I used 8g of leaf in a 200ml Yixing teapot with boiling water. I first steeped it for 15 sec. This was a slight oversteep so I then gave it 10 sec, 10 sec, 10 sec, 10 sec, 15 sec, 15 sec, and 15 sec. This tea did not need long steepings throughout the eight times I steeped it. The aroma of the spent leaves was intense and had an almost chocolate like character, but not exactly.
I bought this tea from Yunnan Sourcing. The last time I looked they had two or three left. I bought three and wish I could have afforded a tong.
Flavors: Chocolate, Plums
Chose this one this morning. I keep one broken up in a Yixing container bought from EBay. I am drinking the second steeping. The first steeping went into a thermos for work. Brewed it for 30 sec in an 18 oz teapot with boiling water with 10g leaf. It is a little earthy but not too earthy. There is still some fermentation flavor. Overall it is a good, tasty ripe puerh. There are some complex notes I can’t figure out exactly how to describe. It is sweet, it is a little earthy. But not earthy in a bad sort of way if you know what I mean.

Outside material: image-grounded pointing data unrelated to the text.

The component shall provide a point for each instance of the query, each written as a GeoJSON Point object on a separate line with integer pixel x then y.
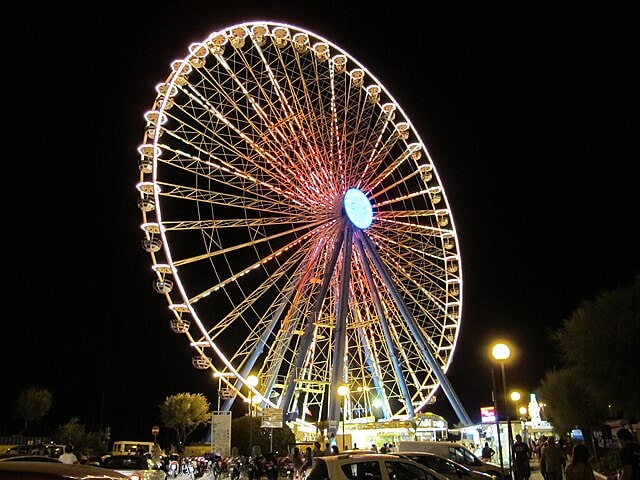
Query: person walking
{"type": "Point", "coordinates": [317, 450]}
{"type": "Point", "coordinates": [552, 460]}
{"type": "Point", "coordinates": [298, 462]}
{"type": "Point", "coordinates": [487, 452]}
{"type": "Point", "coordinates": [629, 456]}
{"type": "Point", "coordinates": [579, 468]}
{"type": "Point", "coordinates": [521, 455]}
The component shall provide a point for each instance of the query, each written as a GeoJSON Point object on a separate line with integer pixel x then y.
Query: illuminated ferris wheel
{"type": "Point", "coordinates": [298, 229]}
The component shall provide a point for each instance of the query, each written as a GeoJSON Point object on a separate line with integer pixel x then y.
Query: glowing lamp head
{"type": "Point", "coordinates": [501, 352]}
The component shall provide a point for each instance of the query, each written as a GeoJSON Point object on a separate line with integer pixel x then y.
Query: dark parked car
{"type": "Point", "coordinates": [55, 471]}
{"type": "Point", "coordinates": [143, 466]}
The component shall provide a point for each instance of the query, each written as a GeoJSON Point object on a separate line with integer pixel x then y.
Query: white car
{"type": "Point", "coordinates": [447, 467]}
{"type": "Point", "coordinates": [369, 466]}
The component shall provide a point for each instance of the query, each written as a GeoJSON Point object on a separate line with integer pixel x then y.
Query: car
{"type": "Point", "coordinates": [27, 458]}
{"type": "Point", "coordinates": [141, 465]}
{"type": "Point", "coordinates": [369, 466]}
{"type": "Point", "coordinates": [454, 451]}
{"type": "Point", "coordinates": [49, 450]}
{"type": "Point", "coordinates": [447, 467]}
{"type": "Point", "coordinates": [22, 450]}
{"type": "Point", "coordinates": [55, 471]}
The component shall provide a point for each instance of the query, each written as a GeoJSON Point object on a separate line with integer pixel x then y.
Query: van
{"type": "Point", "coordinates": [131, 447]}
{"type": "Point", "coordinates": [455, 451]}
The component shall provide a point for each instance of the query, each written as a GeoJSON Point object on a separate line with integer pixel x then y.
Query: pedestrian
{"type": "Point", "coordinates": [298, 463]}
{"type": "Point", "coordinates": [487, 452]}
{"type": "Point", "coordinates": [68, 456]}
{"type": "Point", "coordinates": [579, 468]}
{"type": "Point", "coordinates": [521, 454]}
{"type": "Point", "coordinates": [327, 449]}
{"type": "Point", "coordinates": [308, 459]}
{"type": "Point", "coordinates": [629, 456]}
{"type": "Point", "coordinates": [552, 460]}
{"type": "Point", "coordinates": [317, 451]}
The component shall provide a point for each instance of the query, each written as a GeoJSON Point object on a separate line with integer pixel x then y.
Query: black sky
{"type": "Point", "coordinates": [529, 111]}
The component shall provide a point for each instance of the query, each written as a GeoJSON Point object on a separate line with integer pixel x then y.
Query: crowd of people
{"type": "Point", "coordinates": [565, 460]}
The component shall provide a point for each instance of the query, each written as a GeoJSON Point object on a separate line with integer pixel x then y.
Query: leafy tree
{"type": "Point", "coordinates": [260, 437]}
{"type": "Point", "coordinates": [567, 391]}
{"type": "Point", "coordinates": [601, 368]}
{"type": "Point", "coordinates": [184, 413]}
{"type": "Point", "coordinates": [32, 404]}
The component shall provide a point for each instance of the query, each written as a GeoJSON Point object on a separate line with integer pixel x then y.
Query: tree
{"type": "Point", "coordinates": [598, 346]}
{"type": "Point", "coordinates": [32, 404]}
{"type": "Point", "coordinates": [260, 437]}
{"type": "Point", "coordinates": [567, 390]}
{"type": "Point", "coordinates": [184, 413]}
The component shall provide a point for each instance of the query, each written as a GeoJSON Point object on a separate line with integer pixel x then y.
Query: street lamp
{"type": "Point", "coordinates": [252, 381]}
{"type": "Point", "coordinates": [501, 352]}
{"type": "Point", "coordinates": [497, 420]}
{"type": "Point", "coordinates": [343, 391]}
{"type": "Point", "coordinates": [515, 398]}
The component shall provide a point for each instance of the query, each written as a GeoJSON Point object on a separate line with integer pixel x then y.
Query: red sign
{"type": "Point", "coordinates": [488, 414]}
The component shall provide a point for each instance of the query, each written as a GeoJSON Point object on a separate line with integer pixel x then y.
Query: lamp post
{"type": "Point", "coordinates": [497, 415]}
{"type": "Point", "coordinates": [252, 381]}
{"type": "Point", "coordinates": [501, 352]}
{"type": "Point", "coordinates": [515, 398]}
{"type": "Point", "coordinates": [343, 391]}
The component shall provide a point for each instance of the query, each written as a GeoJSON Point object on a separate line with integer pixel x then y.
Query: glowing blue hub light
{"type": "Point", "coordinates": [358, 208]}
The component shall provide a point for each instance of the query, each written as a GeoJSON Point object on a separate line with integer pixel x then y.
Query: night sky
{"type": "Point", "coordinates": [529, 113]}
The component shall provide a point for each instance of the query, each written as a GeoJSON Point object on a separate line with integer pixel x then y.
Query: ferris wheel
{"type": "Point", "coordinates": [298, 229]}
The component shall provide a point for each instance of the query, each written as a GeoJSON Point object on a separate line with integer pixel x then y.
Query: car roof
{"type": "Point", "coordinates": [52, 470]}
{"type": "Point", "coordinates": [125, 461]}
{"type": "Point", "coordinates": [363, 456]}
{"type": "Point", "coordinates": [27, 458]}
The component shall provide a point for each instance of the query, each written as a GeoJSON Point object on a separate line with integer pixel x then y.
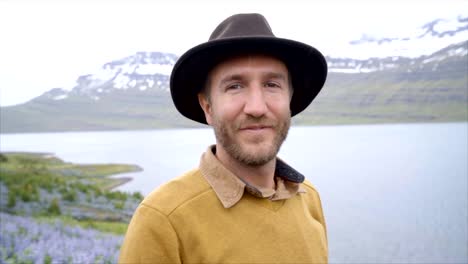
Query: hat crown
{"type": "Point", "coordinates": [242, 25]}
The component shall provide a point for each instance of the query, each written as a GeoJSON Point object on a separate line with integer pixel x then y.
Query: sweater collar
{"type": "Point", "coordinates": [229, 188]}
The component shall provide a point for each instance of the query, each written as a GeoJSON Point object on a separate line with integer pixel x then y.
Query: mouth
{"type": "Point", "coordinates": [255, 127]}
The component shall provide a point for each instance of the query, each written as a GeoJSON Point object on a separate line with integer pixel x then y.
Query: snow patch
{"type": "Point", "coordinates": [145, 69]}
{"type": "Point", "coordinates": [60, 97]}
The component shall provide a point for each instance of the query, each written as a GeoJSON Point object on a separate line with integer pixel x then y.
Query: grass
{"type": "Point", "coordinates": [47, 188]}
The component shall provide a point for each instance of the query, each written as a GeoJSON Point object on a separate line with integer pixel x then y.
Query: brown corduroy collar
{"type": "Point", "coordinates": [229, 188]}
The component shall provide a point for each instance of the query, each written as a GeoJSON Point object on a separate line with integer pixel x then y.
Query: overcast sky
{"type": "Point", "coordinates": [47, 44]}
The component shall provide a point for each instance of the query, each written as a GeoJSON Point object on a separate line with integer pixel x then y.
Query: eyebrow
{"type": "Point", "coordinates": [239, 77]}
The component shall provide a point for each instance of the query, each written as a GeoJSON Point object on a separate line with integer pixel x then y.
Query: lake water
{"type": "Point", "coordinates": [390, 193]}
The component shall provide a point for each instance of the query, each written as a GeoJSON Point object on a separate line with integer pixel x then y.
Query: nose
{"type": "Point", "coordinates": [255, 104]}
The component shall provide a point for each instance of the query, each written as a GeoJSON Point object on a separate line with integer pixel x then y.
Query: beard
{"type": "Point", "coordinates": [263, 152]}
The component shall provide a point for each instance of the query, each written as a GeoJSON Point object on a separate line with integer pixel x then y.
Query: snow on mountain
{"type": "Point", "coordinates": [347, 65]}
{"type": "Point", "coordinates": [149, 71]}
{"type": "Point", "coordinates": [413, 43]}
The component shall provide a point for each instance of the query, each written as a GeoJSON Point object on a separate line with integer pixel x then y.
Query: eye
{"type": "Point", "coordinates": [272, 85]}
{"type": "Point", "coordinates": [234, 86]}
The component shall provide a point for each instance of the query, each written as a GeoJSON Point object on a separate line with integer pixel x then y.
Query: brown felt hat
{"type": "Point", "coordinates": [246, 33]}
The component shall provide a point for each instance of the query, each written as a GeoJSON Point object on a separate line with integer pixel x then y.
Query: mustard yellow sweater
{"type": "Point", "coordinates": [184, 222]}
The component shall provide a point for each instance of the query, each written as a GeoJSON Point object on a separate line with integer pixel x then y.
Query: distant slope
{"type": "Point", "coordinates": [132, 93]}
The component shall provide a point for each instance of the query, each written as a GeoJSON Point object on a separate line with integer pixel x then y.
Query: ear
{"type": "Point", "coordinates": [206, 106]}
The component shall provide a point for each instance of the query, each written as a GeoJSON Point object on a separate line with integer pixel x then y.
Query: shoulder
{"type": "Point", "coordinates": [309, 187]}
{"type": "Point", "coordinates": [176, 192]}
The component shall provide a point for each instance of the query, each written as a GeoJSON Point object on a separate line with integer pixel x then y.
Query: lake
{"type": "Point", "coordinates": [390, 193]}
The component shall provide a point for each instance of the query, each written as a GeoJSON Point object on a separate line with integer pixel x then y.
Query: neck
{"type": "Point", "coordinates": [260, 176]}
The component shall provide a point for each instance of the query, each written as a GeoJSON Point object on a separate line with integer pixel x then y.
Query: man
{"type": "Point", "coordinates": [243, 204]}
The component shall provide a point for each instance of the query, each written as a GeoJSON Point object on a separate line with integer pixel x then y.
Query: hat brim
{"type": "Point", "coordinates": [306, 65]}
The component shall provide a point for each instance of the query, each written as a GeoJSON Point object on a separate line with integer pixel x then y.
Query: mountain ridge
{"type": "Point", "coordinates": [133, 93]}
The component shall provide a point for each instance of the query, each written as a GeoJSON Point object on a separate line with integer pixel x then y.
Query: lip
{"type": "Point", "coordinates": [255, 127]}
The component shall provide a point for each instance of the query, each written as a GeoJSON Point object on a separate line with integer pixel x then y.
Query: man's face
{"type": "Point", "coordinates": [248, 107]}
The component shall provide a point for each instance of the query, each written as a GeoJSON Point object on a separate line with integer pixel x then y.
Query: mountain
{"type": "Point", "coordinates": [133, 93]}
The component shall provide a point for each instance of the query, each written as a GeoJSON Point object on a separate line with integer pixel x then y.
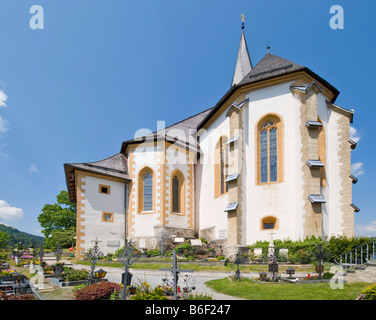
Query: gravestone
{"type": "Point", "coordinates": [283, 252]}
{"type": "Point", "coordinates": [196, 243]}
{"type": "Point", "coordinates": [271, 248]}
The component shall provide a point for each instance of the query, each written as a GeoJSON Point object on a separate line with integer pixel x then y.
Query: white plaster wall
{"type": "Point", "coordinates": [146, 155]}
{"type": "Point", "coordinates": [177, 159]}
{"type": "Point", "coordinates": [210, 210]}
{"type": "Point", "coordinates": [111, 234]}
{"type": "Point", "coordinates": [324, 114]}
{"type": "Point", "coordinates": [333, 173]}
{"type": "Point", "coordinates": [282, 200]}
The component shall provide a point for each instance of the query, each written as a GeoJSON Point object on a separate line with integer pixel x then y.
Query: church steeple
{"type": "Point", "coordinates": [243, 62]}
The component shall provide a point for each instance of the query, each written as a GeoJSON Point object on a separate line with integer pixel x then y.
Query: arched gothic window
{"type": "Point", "coordinates": [269, 223]}
{"type": "Point", "coordinates": [220, 167]}
{"type": "Point", "coordinates": [145, 190]}
{"type": "Point", "coordinates": [269, 150]}
{"type": "Point", "coordinates": [177, 192]}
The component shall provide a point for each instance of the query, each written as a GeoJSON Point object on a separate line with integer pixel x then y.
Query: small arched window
{"type": "Point", "coordinates": [145, 190]}
{"type": "Point", "coordinates": [177, 192]}
{"type": "Point", "coordinates": [269, 223]}
{"type": "Point", "coordinates": [148, 192]}
{"type": "Point", "coordinates": [322, 153]}
{"type": "Point", "coordinates": [220, 167]}
{"type": "Point", "coordinates": [269, 149]}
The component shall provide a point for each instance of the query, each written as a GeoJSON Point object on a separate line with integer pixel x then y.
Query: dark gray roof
{"type": "Point", "coordinates": [231, 206]}
{"type": "Point", "coordinates": [171, 133]}
{"type": "Point", "coordinates": [315, 163]}
{"type": "Point", "coordinates": [115, 166]}
{"type": "Point", "coordinates": [270, 66]}
{"type": "Point", "coordinates": [316, 198]}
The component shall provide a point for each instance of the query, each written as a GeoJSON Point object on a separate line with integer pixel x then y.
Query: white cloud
{"type": "Point", "coordinates": [368, 230]}
{"type": "Point", "coordinates": [9, 213]}
{"type": "Point", "coordinates": [357, 169]}
{"type": "Point", "coordinates": [3, 98]}
{"type": "Point", "coordinates": [3, 122]}
{"type": "Point", "coordinates": [33, 168]}
{"type": "Point", "coordinates": [354, 134]}
{"type": "Point", "coordinates": [3, 125]}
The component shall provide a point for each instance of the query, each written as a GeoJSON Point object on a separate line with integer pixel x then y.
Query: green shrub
{"type": "Point", "coordinates": [70, 274]}
{"type": "Point", "coordinates": [97, 291]}
{"type": "Point", "coordinates": [186, 250]}
{"type": "Point", "coordinates": [199, 297]}
{"type": "Point", "coordinates": [156, 294]}
{"type": "Point", "coordinates": [303, 251]}
{"type": "Point", "coordinates": [370, 292]}
{"type": "Point", "coordinates": [153, 253]}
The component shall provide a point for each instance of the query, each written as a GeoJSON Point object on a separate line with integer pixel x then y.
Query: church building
{"type": "Point", "coordinates": [273, 155]}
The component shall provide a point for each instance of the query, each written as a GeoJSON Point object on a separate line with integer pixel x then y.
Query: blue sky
{"type": "Point", "coordinates": [101, 70]}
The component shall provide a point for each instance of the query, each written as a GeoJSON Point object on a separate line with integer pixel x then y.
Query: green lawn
{"type": "Point", "coordinates": [230, 267]}
{"type": "Point", "coordinates": [249, 290]}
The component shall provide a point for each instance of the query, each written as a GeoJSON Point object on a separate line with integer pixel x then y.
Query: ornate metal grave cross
{"type": "Point", "coordinates": [127, 257]}
{"type": "Point", "coordinates": [94, 255]}
{"type": "Point", "coordinates": [163, 237]}
{"type": "Point", "coordinates": [58, 253]}
{"type": "Point", "coordinates": [237, 262]}
{"type": "Point", "coordinates": [175, 270]}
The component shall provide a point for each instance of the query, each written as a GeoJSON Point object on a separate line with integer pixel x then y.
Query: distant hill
{"type": "Point", "coordinates": [16, 236]}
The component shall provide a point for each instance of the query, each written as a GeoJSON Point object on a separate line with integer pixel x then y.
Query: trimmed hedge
{"type": "Point", "coordinates": [97, 291]}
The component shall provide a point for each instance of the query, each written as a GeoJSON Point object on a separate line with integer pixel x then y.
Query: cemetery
{"type": "Point", "coordinates": [33, 273]}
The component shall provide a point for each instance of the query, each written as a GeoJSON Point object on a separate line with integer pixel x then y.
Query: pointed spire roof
{"type": "Point", "coordinates": [243, 62]}
{"type": "Point", "coordinates": [270, 66]}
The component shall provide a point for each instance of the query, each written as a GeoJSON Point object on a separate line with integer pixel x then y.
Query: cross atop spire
{"type": "Point", "coordinates": [243, 63]}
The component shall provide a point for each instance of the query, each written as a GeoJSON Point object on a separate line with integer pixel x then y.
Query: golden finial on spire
{"type": "Point", "coordinates": [242, 18]}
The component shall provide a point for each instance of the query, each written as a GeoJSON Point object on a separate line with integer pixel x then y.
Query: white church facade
{"type": "Point", "coordinates": [273, 154]}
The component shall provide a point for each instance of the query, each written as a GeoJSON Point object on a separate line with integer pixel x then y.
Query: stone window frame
{"type": "Point", "coordinates": [221, 167]}
{"type": "Point", "coordinates": [104, 213]}
{"type": "Point", "coordinates": [322, 153]}
{"type": "Point", "coordinates": [141, 175]}
{"type": "Point", "coordinates": [182, 193]}
{"type": "Point", "coordinates": [269, 219]}
{"type": "Point", "coordinates": [105, 186]}
{"type": "Point", "coordinates": [279, 124]}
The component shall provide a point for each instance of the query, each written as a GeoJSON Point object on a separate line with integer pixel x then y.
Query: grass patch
{"type": "Point", "coordinates": [230, 267]}
{"type": "Point", "coordinates": [249, 290]}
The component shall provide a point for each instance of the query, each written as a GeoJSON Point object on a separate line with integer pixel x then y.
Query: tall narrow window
{"type": "Point", "coordinates": [148, 192]}
{"type": "Point", "coordinates": [269, 149]}
{"type": "Point", "coordinates": [175, 195]}
{"type": "Point", "coordinates": [221, 167]}
{"type": "Point", "coordinates": [177, 192]}
{"type": "Point", "coordinates": [145, 190]}
{"type": "Point", "coordinates": [322, 154]}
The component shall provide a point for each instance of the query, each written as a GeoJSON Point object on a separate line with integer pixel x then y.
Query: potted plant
{"type": "Point", "coordinates": [131, 289]}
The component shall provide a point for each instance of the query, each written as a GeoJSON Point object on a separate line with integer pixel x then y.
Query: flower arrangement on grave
{"type": "Point", "coordinates": [98, 291]}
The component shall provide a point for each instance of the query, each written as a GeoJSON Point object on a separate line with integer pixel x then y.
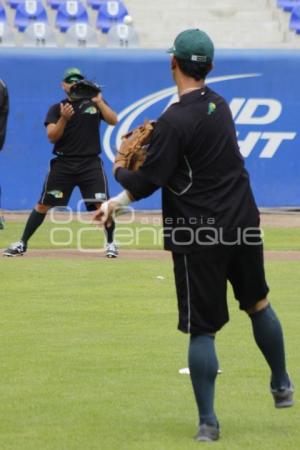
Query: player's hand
{"type": "Point", "coordinates": [66, 110]}
{"type": "Point", "coordinates": [105, 212]}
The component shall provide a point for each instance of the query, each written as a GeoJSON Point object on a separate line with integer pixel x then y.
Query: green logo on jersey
{"type": "Point", "coordinates": [91, 110]}
{"type": "Point", "coordinates": [56, 194]}
{"type": "Point", "coordinates": [211, 108]}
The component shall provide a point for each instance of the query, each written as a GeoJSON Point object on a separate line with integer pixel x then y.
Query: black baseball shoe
{"type": "Point", "coordinates": [15, 249]}
{"type": "Point", "coordinates": [208, 433]}
{"type": "Point", "coordinates": [112, 250]}
{"type": "Point", "coordinates": [283, 397]}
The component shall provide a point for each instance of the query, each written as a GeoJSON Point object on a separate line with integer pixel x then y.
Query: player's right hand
{"type": "Point", "coordinates": [66, 110]}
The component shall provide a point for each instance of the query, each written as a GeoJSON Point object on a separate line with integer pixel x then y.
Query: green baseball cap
{"type": "Point", "coordinates": [72, 74]}
{"type": "Point", "coordinates": [193, 45]}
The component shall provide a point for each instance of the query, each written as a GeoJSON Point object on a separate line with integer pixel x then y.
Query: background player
{"type": "Point", "coordinates": [211, 224]}
{"type": "Point", "coordinates": [73, 128]}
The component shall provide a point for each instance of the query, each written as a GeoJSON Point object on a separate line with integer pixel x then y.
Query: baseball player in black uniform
{"type": "Point", "coordinates": [73, 128]}
{"type": "Point", "coordinates": [211, 224]}
{"type": "Point", "coordinates": [4, 108]}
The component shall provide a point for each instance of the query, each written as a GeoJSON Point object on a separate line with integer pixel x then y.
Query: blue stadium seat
{"type": "Point", "coordinates": [70, 12]}
{"type": "Point", "coordinates": [14, 3]}
{"type": "Point", "coordinates": [288, 5]}
{"type": "Point", "coordinates": [54, 4]}
{"type": "Point", "coordinates": [7, 37]}
{"type": "Point", "coordinates": [3, 18]}
{"type": "Point", "coordinates": [29, 11]}
{"type": "Point", "coordinates": [111, 13]}
{"type": "Point", "coordinates": [295, 20]}
{"type": "Point", "coordinates": [96, 4]}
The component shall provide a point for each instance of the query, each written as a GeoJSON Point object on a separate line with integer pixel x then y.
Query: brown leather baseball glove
{"type": "Point", "coordinates": [133, 150]}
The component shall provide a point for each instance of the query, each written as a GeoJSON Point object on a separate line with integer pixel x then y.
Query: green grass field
{"type": "Point", "coordinates": [90, 356]}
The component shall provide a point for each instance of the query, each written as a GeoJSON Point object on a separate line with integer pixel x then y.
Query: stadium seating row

Reviewing this tonight as the Chairman has a week off. I broke out 10 grams of this to start with. I impressed myself as the first piece weighed in a 10 grams off the bat. My measuring and judgement on weight is getting better.
I gave this a 20 second wash and have let it sit for about 20 minutes to open up a bit.
First steep 10 seconds.
Color almost Lipton like dark.
Aroma, a little left of the fermented type.
Taste, some wood, a little raisin and almost prune or date in there. Nice and warming on a cold rainy night. I have been on a lot of sheng lately and this is a decent change of pace. probably not as deeply fermented as some to allow it to progress, but with the light fermentation it should progress nicely.